Repobuild – Declarative-style build system, like Google Build - albertzeyer
https://github.com/chrisvana/repobuild/wiki/Motivation
======
stephen
Well, 1) I wish him all the best and would love another good build tool
alternative, but 2) I don't see his utopia of demonstrably making open-source
building easier happening because the OS world is a bazaar, not a Google-esque
cathedral.

Google's build system is awesome because it can force everyone in the company
to use it, going so far as to put every single project in one huge repository.

And, then, crucially, the model assumes that any dev workstation can compile
(or pull down via cache) every single upstream project.

In the non-catherdal/bazaar world, take any non-trivial Java project, and all
of it's upstream dependencies, and some are built with Ant, some with Maven,
some with Buildr, some with Gradle, some require thrift installed, some
require who knows what installed.

And you can't just go back and add some meta-data of "oh sure, every Java
project compiles src/main/java -> target"...their build files are going to
have all sorts of crazy one-off steps (Maven plugins, whatever).
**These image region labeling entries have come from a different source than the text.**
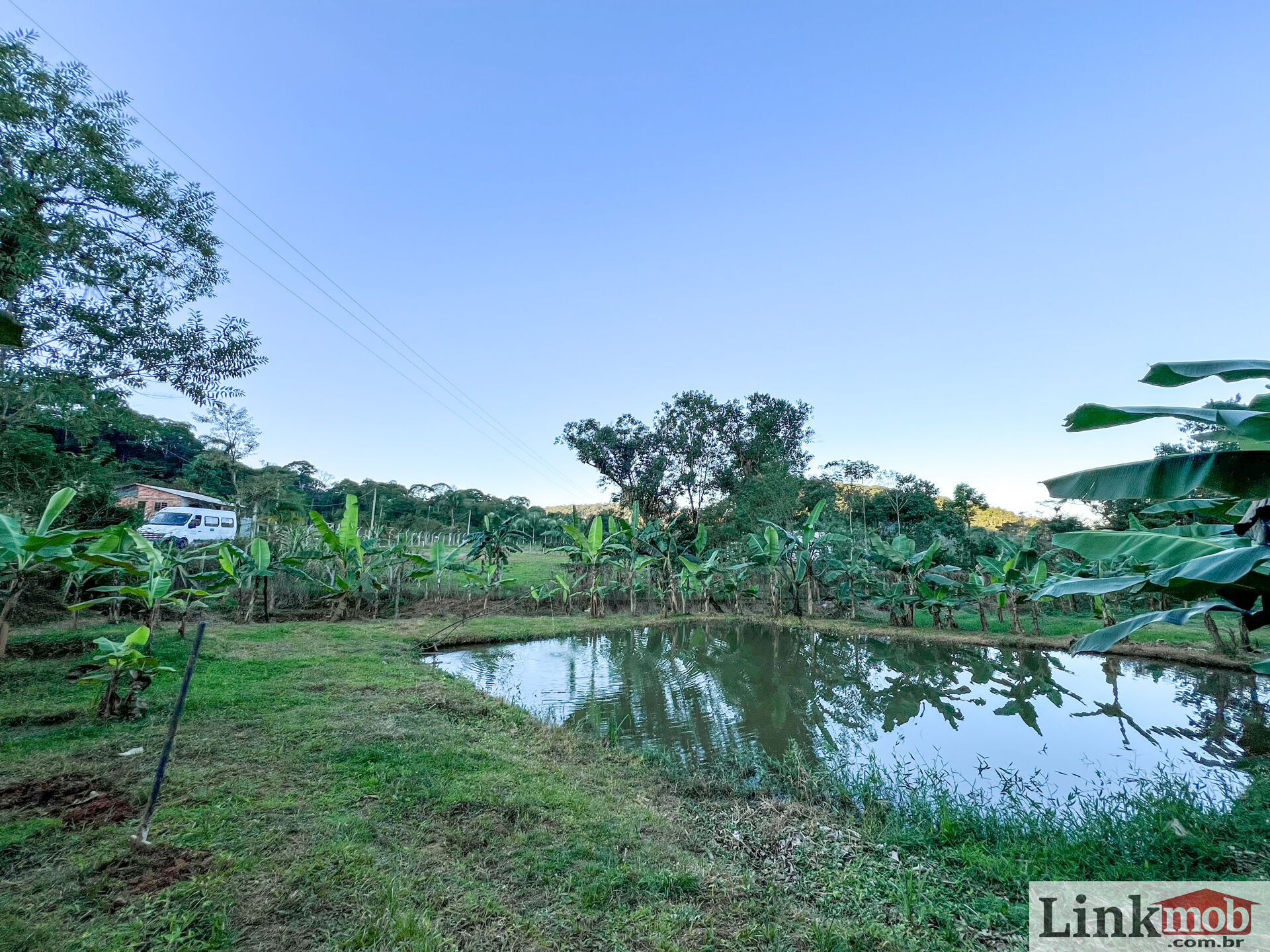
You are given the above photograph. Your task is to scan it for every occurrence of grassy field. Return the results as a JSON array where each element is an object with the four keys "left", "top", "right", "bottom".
[
  {"left": 507, "top": 552, "right": 569, "bottom": 592},
  {"left": 0, "top": 615, "right": 1270, "bottom": 952}
]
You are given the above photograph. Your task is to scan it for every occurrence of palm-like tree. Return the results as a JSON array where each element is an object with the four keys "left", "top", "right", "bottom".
[{"left": 464, "top": 514, "right": 526, "bottom": 586}]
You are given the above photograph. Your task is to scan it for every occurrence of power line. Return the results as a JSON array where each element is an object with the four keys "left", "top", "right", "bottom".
[{"left": 9, "top": 0, "right": 585, "bottom": 493}]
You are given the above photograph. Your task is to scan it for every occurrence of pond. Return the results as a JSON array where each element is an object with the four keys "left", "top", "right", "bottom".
[{"left": 428, "top": 623, "right": 1270, "bottom": 797}]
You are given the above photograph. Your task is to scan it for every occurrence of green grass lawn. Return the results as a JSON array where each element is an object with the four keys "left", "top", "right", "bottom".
[{"left": 0, "top": 615, "right": 1265, "bottom": 952}]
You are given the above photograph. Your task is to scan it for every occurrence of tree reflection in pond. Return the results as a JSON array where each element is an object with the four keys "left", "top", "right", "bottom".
[{"left": 433, "top": 623, "right": 1270, "bottom": 792}]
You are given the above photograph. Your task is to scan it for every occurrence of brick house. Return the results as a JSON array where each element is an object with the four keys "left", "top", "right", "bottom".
[{"left": 116, "top": 483, "right": 228, "bottom": 519}]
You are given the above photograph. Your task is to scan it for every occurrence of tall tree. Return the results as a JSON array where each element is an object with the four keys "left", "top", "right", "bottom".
[
  {"left": 556, "top": 414, "right": 675, "bottom": 519},
  {"left": 0, "top": 33, "right": 264, "bottom": 428},
  {"left": 653, "top": 389, "right": 730, "bottom": 524}
]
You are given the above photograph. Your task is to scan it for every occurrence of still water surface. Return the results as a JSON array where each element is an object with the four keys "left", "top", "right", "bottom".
[{"left": 428, "top": 625, "right": 1270, "bottom": 795}]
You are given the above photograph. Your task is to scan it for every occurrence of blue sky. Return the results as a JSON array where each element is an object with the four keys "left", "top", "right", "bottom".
[{"left": 10, "top": 0, "right": 1270, "bottom": 509}]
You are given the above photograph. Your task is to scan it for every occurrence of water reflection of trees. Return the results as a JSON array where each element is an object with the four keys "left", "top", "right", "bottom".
[{"left": 446, "top": 625, "right": 1270, "bottom": 767}]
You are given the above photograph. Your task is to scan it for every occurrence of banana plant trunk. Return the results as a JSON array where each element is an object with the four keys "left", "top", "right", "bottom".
[
  {"left": 1007, "top": 595, "right": 1024, "bottom": 635},
  {"left": 0, "top": 579, "right": 26, "bottom": 658}
]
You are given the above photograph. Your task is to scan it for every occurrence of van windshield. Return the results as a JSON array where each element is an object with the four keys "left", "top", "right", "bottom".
[{"left": 150, "top": 513, "right": 189, "bottom": 526}]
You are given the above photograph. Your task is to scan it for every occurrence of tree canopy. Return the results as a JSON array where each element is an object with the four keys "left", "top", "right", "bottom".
[{"left": 0, "top": 33, "right": 264, "bottom": 424}]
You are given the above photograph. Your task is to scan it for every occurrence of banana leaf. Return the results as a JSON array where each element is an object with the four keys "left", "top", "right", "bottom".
[
  {"left": 1142, "top": 360, "right": 1270, "bottom": 387},
  {"left": 1151, "top": 522, "right": 1234, "bottom": 538},
  {"left": 1033, "top": 575, "right": 1147, "bottom": 602},
  {"left": 1142, "top": 499, "right": 1240, "bottom": 516},
  {"left": 1054, "top": 530, "right": 1248, "bottom": 567},
  {"left": 1044, "top": 450, "right": 1270, "bottom": 499},
  {"left": 1064, "top": 404, "right": 1270, "bottom": 440},
  {"left": 1070, "top": 600, "right": 1240, "bottom": 655},
  {"left": 0, "top": 311, "right": 22, "bottom": 348},
  {"left": 1151, "top": 546, "right": 1270, "bottom": 588}
]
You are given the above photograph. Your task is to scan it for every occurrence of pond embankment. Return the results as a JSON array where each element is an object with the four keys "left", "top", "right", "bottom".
[{"left": 409, "top": 614, "right": 1261, "bottom": 672}]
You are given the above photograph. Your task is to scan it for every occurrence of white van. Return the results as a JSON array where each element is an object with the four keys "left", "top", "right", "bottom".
[{"left": 138, "top": 505, "right": 239, "bottom": 548}]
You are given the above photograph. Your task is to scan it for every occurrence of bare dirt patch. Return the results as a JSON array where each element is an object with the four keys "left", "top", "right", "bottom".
[
  {"left": 9, "top": 639, "right": 97, "bottom": 661},
  {"left": 98, "top": 846, "right": 214, "bottom": 908},
  {"left": 0, "top": 774, "right": 136, "bottom": 826},
  {"left": 0, "top": 711, "right": 80, "bottom": 727}
]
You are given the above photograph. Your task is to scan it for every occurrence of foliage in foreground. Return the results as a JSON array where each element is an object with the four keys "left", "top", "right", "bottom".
[
  {"left": 648, "top": 746, "right": 1270, "bottom": 904},
  {"left": 1038, "top": 360, "right": 1270, "bottom": 672}
]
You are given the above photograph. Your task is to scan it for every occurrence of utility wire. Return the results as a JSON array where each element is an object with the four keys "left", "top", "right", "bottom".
[{"left": 9, "top": 0, "right": 585, "bottom": 493}]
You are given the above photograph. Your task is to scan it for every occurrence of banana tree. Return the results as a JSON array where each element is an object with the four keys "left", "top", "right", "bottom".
[
  {"left": 679, "top": 548, "right": 724, "bottom": 614},
  {"left": 558, "top": 516, "right": 612, "bottom": 618},
  {"left": 464, "top": 514, "right": 529, "bottom": 588},
  {"left": 1038, "top": 360, "right": 1270, "bottom": 673},
  {"left": 752, "top": 499, "right": 847, "bottom": 615},
  {"left": 217, "top": 538, "right": 278, "bottom": 632},
  {"left": 978, "top": 528, "right": 1049, "bottom": 635},
  {"left": 826, "top": 548, "right": 876, "bottom": 621},
  {"left": 926, "top": 571, "right": 1001, "bottom": 631},
  {"left": 551, "top": 573, "right": 580, "bottom": 614},
  {"left": 872, "top": 581, "right": 921, "bottom": 628},
  {"left": 610, "top": 500, "right": 657, "bottom": 614},
  {"left": 745, "top": 524, "right": 785, "bottom": 618},
  {"left": 464, "top": 563, "right": 516, "bottom": 612},
  {"left": 640, "top": 513, "right": 693, "bottom": 614},
  {"left": 400, "top": 536, "right": 462, "bottom": 598},
  {"left": 282, "top": 494, "right": 395, "bottom": 622},
  {"left": 868, "top": 533, "right": 943, "bottom": 628},
  {"left": 70, "top": 526, "right": 211, "bottom": 631},
  {"left": 71, "top": 626, "right": 177, "bottom": 717},
  {"left": 0, "top": 487, "right": 97, "bottom": 658}
]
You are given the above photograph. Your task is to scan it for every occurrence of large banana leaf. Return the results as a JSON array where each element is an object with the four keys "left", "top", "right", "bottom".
[
  {"left": 1033, "top": 575, "right": 1147, "bottom": 600},
  {"left": 1064, "top": 404, "right": 1270, "bottom": 440},
  {"left": 1054, "top": 530, "right": 1248, "bottom": 567},
  {"left": 1044, "top": 450, "right": 1270, "bottom": 499},
  {"left": 1151, "top": 546, "right": 1270, "bottom": 588},
  {"left": 309, "top": 509, "right": 339, "bottom": 552},
  {"left": 34, "top": 487, "right": 75, "bottom": 536},
  {"left": 335, "top": 493, "right": 362, "bottom": 555},
  {"left": 1070, "top": 600, "right": 1240, "bottom": 655},
  {"left": 1142, "top": 499, "right": 1238, "bottom": 516},
  {"left": 1142, "top": 360, "right": 1270, "bottom": 387}
]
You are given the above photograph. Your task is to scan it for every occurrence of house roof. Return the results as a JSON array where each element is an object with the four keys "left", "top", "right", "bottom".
[{"left": 120, "top": 483, "right": 225, "bottom": 505}]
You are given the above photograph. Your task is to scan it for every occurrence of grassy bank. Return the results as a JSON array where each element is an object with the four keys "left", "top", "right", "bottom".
[
  {"left": 0, "top": 617, "right": 1267, "bottom": 949},
  {"left": 401, "top": 607, "right": 1265, "bottom": 670}
]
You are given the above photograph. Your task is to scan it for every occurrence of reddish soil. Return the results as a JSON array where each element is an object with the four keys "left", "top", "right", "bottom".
[
  {"left": 0, "top": 774, "right": 136, "bottom": 825},
  {"left": 98, "top": 846, "right": 212, "bottom": 906}
]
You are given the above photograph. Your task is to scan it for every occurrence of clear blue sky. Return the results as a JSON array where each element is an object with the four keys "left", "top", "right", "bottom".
[{"left": 10, "top": 0, "right": 1270, "bottom": 518}]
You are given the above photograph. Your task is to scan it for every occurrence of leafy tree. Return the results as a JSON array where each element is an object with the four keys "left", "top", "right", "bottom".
[
  {"left": 556, "top": 414, "right": 675, "bottom": 518},
  {"left": 881, "top": 469, "right": 940, "bottom": 534},
  {"left": 558, "top": 391, "right": 813, "bottom": 524},
  {"left": 0, "top": 33, "right": 264, "bottom": 425},
  {"left": 868, "top": 534, "right": 943, "bottom": 628},
  {"left": 820, "top": 459, "right": 881, "bottom": 538},
  {"left": 194, "top": 401, "right": 261, "bottom": 462},
  {"left": 560, "top": 516, "right": 612, "bottom": 618},
  {"left": 952, "top": 483, "right": 988, "bottom": 526},
  {"left": 464, "top": 516, "right": 525, "bottom": 586},
  {"left": 654, "top": 389, "right": 730, "bottom": 526},
  {"left": 0, "top": 489, "right": 89, "bottom": 658}
]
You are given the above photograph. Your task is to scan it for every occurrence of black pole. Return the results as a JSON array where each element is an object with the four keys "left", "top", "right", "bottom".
[{"left": 132, "top": 622, "right": 207, "bottom": 847}]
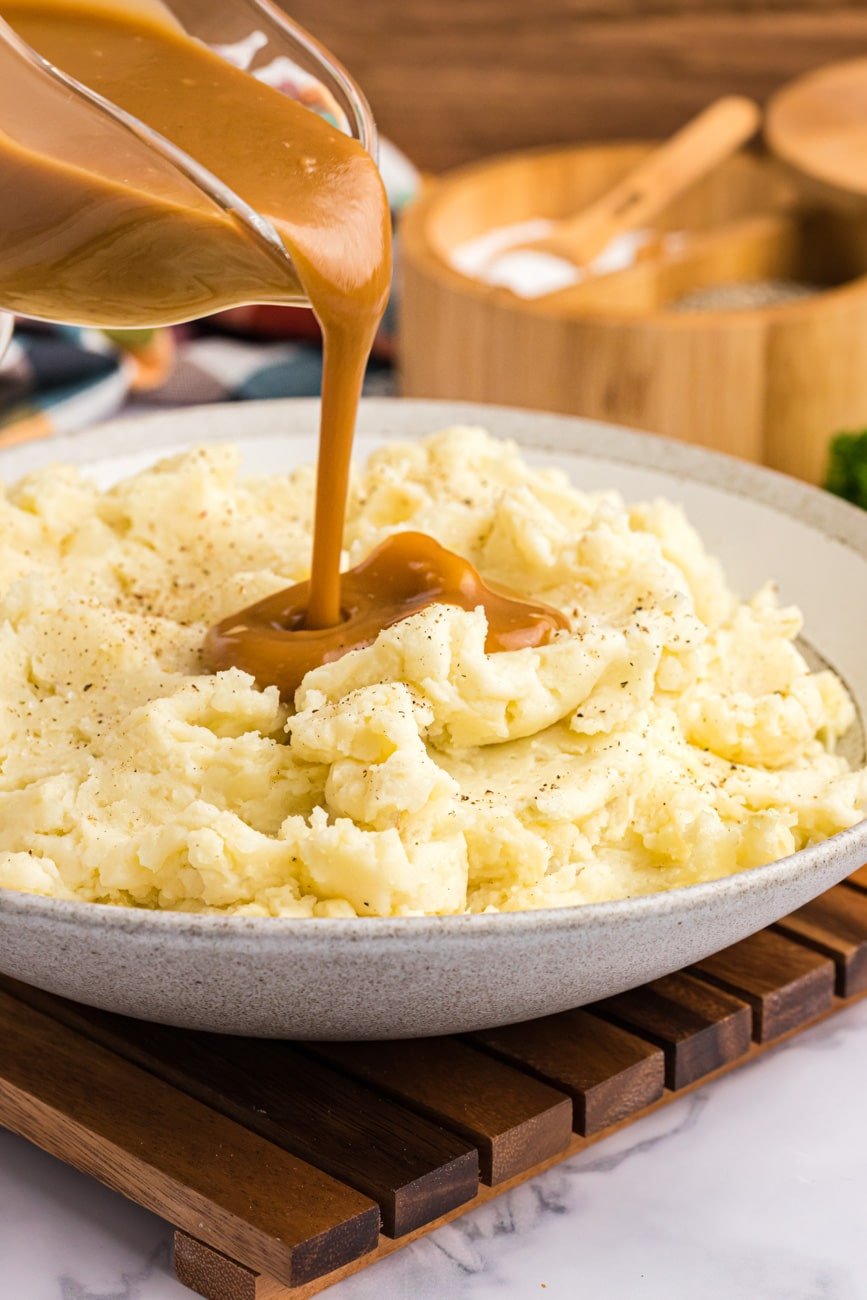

There is no enforcement of "you must make your build use this BUILD file, and,
btw, only program in Java, Python, or C."

With all of Maven's warts, the jar-based repository with transitive
dependencies is, IMO, it's major innovation. I just don't see a transitive
upstream build-from-source model (like Google's) ever working in the bazaar
that is Maven central.

I don't at all mean to say Maven/Maven repository are perfect--for one, it's
ridiculous how many broken dependencies are in Maven central. Naively, I had
thought that was automatically enforced/not allowed, but, sigh, no, we all
have to deal with, say, the ASM developers completely breaking their API from
v3 and v4 and forever cursing the rest of us with jar hell.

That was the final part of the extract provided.